In Albuquerque, New Mexico, a former state police officer was convicted July 23 on drug charges related to his efforts to seduce a high school student with free marijuana, as well as a separate sex-for-drugs scheme Former Officer Daniel Capeheart, 36, went down after sending text messages to a teenage girl he had pulled over. The girl's father notified local sheriff's deputies, who then used the phone to message Capeheart, requesting marijuana. Capeheart then twice left marijuana for the girl. He also did nearly the same thing with another teenage girl, leaving marijuana for her at specified drop locations. He was convicted of two counts of distributing marijuana and a third count of distributing methamphetamine. He faces between five and 40 years in prison.

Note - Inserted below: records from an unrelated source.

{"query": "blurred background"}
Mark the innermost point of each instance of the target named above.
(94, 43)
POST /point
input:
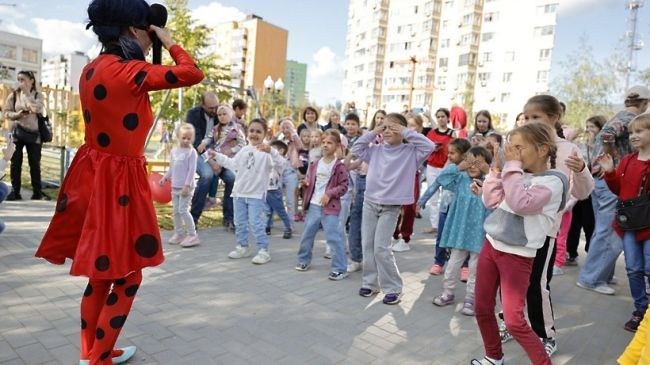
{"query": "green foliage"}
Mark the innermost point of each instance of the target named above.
(194, 39)
(588, 86)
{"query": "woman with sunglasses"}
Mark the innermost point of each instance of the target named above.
(22, 107)
(104, 220)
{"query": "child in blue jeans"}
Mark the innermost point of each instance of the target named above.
(390, 181)
(325, 184)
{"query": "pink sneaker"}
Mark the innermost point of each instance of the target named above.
(435, 270)
(176, 239)
(191, 241)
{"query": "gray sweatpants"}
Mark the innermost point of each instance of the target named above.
(377, 227)
(182, 212)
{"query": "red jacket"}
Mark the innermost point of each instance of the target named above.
(625, 182)
(336, 187)
(439, 158)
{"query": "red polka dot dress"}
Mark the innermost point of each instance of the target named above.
(104, 220)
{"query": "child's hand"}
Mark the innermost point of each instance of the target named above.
(477, 187)
(324, 200)
(186, 191)
(511, 153)
(605, 161)
(575, 163)
(264, 148)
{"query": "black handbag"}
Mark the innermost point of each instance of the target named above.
(44, 128)
(634, 214)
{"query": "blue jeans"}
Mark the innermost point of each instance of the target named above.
(290, 184)
(605, 245)
(637, 265)
(250, 212)
(274, 205)
(356, 212)
(202, 187)
(331, 226)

In Waycross, Georgia, a former senior guard at the Coffee County Correctional Facility pleaded guilty July 23 for her role in a major south Georgia drug trafficking conspiracy. Jessica Azalae Burnett, aka "The Madam," 41, was a sergeant and a senior guard with CoreCivic, the private prison company that operates Coffee County Correctional Facility, admitted working with other conspirators in distribution of methamphetamine and marijuana. Her role in the conspiracy included smuggling cell phones, drugs and other contraband into the state prison. She pleaded guilty in federal court to conspiracy to possess with intent to distribute methamphetamine and marijuana and is looking at up to 20 years in the federal pen. Burnett is one of 48 defendants indicted in Operation Sandy Bottom, the Organized Crime Drug Enforcement Task Force investigation centered in the Sand Ridge neighborhood on the east side of Douglas, Ga., in an area known as “the bottoms.” The 57-count indictment, USA v. McMillan et. al,  was unsealed in January 2021 and alleges that the conspiracy, controlled by a subset of the violent Gangster Disciples street gang, used guns, violence and fear to control methamphetamine trafficking operations throughout the community and to enable contraband distribution inside Georgia prisons.

In El Paso, Texas, a former El Paso police officer pleaded guilty Monday to helping her stepfather stash and distribute cocaine. Former Officer Monica Garcia, 24, admitted using her position as a police officer to conduct countersurveillance and run the license plates of vehicles near her stepfather's stash house to identify undercover police vehicles. She pleaded guilty to maintaining a drug-involved premise and is looking at up to 20 years in federal prison.

In Marianna, Florida, a former Jackson County sheriff's deputy was sentenced July 15 to 12 ½ years in prison for planting drugs on motorists and then arresting them. Former Deputy Zachary Wester, 28, had faced 67 counts including racketeering, official misconduct, fabricating evidence, and false imprisonment, and was found guilty on 19 of them.  

In Detroit, a former Detroit police officer was sentenced last Friday to 18 months in prison for taking a $15,000 bribe from a drug dealer in exchange for not pursuing charges against him. Former Officer Michael Mosley, 49, went down after participating in a drug raid where two kilos of heroin, one kilo of cocaine, and six guns were recovered. The dealer admitted to Mosley the drugs were his and signed a confession, and the two stayed in contact as Mosley tried to turn him into a snitch. But the dealer instead offered up the bribe to make the charges go away. He pleaded guilty to bribery.

In Mission, Texas, a former East Hidalgo Detention Center guard was sentenced Tuesday to 18 months in federal prison for supplying an inmate with cocaine. Former Correctional Officer Erasmo Loya, 56, took cash for providing inmates with food, marijuana, and cocaine. Loya had supplied cocaine to one prisoner for two years, and was indicted on a bribery charge in November 2019. In a plea agreement, Loya copped instead to providing contraband to a person in a correctional facility, which carries a maximum 10-year sentence.